In other words, they seem to have been actively marketing it to everyone. There is no date on the brochure, but while it’s possible that this was a post-war sales effort, I doubt it. They state “it has been adopted by the Italian Government, and a set of 200 is not being made in the R. Arsenals”. The “set of 200″ sounds like the pre-war evaluation batch referred to in the article, so I strongly suspect the brochure is pre-war.
From what little I have been able to gather about J&P Hill, they were a small non-ferrous metals manufacturer (I can only find vague reference to them as a brass button manufacturer). The translation work in the brochure is rather poor, so they don’t seem to have invested a lot of money into marketing materials.
There is an error in one of the quotes that I made above.
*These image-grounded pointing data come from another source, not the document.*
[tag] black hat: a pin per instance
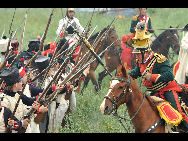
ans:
(61, 59)
(62, 42)
(42, 62)
(27, 55)
(14, 44)
(11, 75)
(34, 44)
(185, 28)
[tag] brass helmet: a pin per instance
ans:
(70, 9)
(141, 40)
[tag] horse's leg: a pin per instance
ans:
(86, 80)
(93, 79)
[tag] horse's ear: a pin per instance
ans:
(124, 71)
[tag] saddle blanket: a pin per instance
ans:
(126, 56)
(169, 114)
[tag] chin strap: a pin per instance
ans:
(142, 57)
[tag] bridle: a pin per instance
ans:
(170, 40)
(108, 39)
(125, 92)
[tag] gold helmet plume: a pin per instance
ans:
(141, 40)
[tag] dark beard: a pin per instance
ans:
(69, 17)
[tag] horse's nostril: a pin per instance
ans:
(106, 108)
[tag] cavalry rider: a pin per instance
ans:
(156, 71)
(128, 61)
(141, 17)
(68, 24)
(138, 18)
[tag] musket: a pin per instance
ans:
(10, 34)
(70, 77)
(22, 37)
(56, 58)
(17, 103)
(3, 34)
(48, 68)
(51, 82)
(40, 49)
(89, 24)
(82, 47)
(6, 59)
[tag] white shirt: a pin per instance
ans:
(63, 23)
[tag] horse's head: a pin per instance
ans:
(118, 91)
(173, 40)
(111, 37)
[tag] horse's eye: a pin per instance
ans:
(121, 87)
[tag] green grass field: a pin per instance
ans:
(88, 117)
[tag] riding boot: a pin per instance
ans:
(172, 97)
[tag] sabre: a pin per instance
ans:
(183, 29)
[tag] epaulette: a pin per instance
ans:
(149, 18)
(136, 61)
(160, 58)
(135, 18)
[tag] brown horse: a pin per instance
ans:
(160, 45)
(106, 40)
(141, 108)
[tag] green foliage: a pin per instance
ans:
(88, 117)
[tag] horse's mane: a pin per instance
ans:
(156, 43)
(151, 101)
(96, 34)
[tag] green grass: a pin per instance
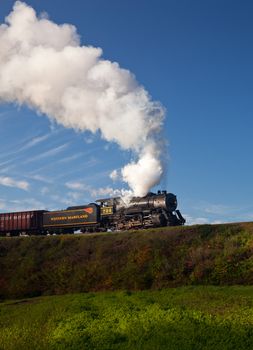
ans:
(183, 318)
(146, 259)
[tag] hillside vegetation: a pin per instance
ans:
(148, 259)
(185, 318)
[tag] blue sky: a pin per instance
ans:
(195, 57)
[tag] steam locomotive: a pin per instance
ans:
(109, 214)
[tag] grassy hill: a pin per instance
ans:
(148, 259)
(184, 318)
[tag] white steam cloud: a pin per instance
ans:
(43, 66)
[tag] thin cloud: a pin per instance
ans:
(52, 152)
(10, 182)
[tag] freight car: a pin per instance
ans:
(153, 210)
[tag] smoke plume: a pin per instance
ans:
(43, 66)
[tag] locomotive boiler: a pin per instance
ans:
(153, 210)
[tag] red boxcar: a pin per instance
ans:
(21, 222)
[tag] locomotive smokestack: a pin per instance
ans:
(43, 65)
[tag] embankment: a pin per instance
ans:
(148, 259)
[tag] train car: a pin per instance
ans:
(84, 218)
(21, 223)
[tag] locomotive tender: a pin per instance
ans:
(153, 210)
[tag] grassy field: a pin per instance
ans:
(146, 259)
(194, 318)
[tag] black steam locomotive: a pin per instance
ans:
(153, 210)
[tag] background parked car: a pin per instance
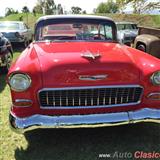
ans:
(16, 32)
(6, 53)
(148, 40)
(126, 32)
(82, 78)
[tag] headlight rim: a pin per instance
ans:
(19, 90)
(152, 78)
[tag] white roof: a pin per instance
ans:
(74, 16)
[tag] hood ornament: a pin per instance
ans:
(93, 77)
(90, 55)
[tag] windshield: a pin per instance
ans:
(126, 26)
(9, 26)
(76, 32)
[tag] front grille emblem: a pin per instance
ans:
(90, 55)
(92, 77)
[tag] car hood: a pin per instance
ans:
(63, 64)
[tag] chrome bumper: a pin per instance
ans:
(22, 125)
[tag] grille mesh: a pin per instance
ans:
(83, 97)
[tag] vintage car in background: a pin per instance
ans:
(16, 32)
(6, 54)
(148, 40)
(126, 32)
(82, 79)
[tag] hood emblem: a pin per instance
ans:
(93, 77)
(90, 55)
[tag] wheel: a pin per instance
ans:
(8, 62)
(141, 47)
(25, 43)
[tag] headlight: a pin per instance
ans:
(155, 78)
(19, 82)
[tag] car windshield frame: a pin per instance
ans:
(125, 26)
(9, 25)
(51, 21)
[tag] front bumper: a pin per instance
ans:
(22, 125)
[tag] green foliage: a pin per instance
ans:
(107, 7)
(138, 6)
(25, 9)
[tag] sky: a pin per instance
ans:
(87, 5)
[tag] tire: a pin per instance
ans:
(8, 62)
(141, 47)
(25, 43)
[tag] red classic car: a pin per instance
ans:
(83, 79)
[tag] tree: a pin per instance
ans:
(107, 7)
(139, 6)
(45, 7)
(142, 6)
(122, 4)
(25, 9)
(76, 10)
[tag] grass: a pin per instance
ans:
(140, 19)
(70, 144)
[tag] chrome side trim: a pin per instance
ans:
(23, 100)
(89, 107)
(21, 125)
(90, 87)
(151, 94)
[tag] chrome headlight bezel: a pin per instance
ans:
(21, 76)
(155, 78)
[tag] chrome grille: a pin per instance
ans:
(90, 97)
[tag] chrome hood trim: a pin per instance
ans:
(21, 125)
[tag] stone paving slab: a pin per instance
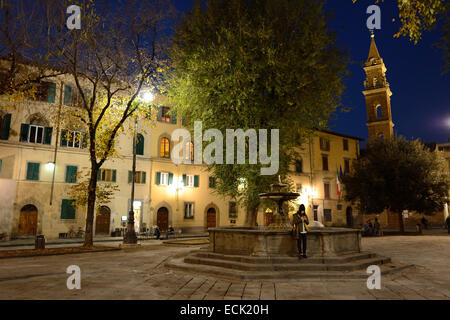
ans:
(141, 274)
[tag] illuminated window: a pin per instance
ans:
(165, 148)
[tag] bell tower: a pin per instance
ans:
(378, 96)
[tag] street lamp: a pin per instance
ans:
(130, 235)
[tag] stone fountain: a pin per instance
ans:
(271, 252)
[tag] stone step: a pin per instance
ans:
(179, 264)
(300, 266)
(285, 260)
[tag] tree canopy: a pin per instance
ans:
(398, 175)
(256, 64)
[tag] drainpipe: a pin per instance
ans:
(56, 142)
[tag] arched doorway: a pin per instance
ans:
(349, 215)
(162, 219)
(102, 221)
(28, 221)
(211, 217)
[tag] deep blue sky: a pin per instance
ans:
(420, 100)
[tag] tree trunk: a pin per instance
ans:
(400, 222)
(89, 233)
(251, 217)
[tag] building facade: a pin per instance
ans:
(39, 163)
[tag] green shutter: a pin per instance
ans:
(48, 135)
(71, 172)
(33, 171)
(140, 145)
(173, 118)
(159, 113)
(51, 93)
(5, 126)
(24, 129)
(196, 181)
(67, 209)
(63, 138)
(67, 95)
It should be “a set of 200 is now being made”,
I have attached a link to the patent for this gun, filed in Great Britain in 1912. It was filed in other countries as well. It includes the feed mechanism and so on.
Hopefully this works better…
1901 Patent
http://worldwide.espacenet.com/publicationDetails/originalDocument?CC=US&NR=682230A&KC=A&FT=D&ND=3&date=19010910&DB=EPODOC&locale=en_EP
1913 Patent
http://worldwide.espacenet.com/publicationDetails/originalDocument?FT=D&date=19130814&DB=EPODOC&locale=en_EP&CC=GB&NR=191211475A&KC=A&ND=4
The later weapon seems a bit less complicated.
IIRC, Chinn referred to the secrecy, and this (like a lot of Chinn’s work) was plagiarised by Smith.
The ammunition box on the weapon in the photograph appears to contain six feed strips rather than five. Any ideas why?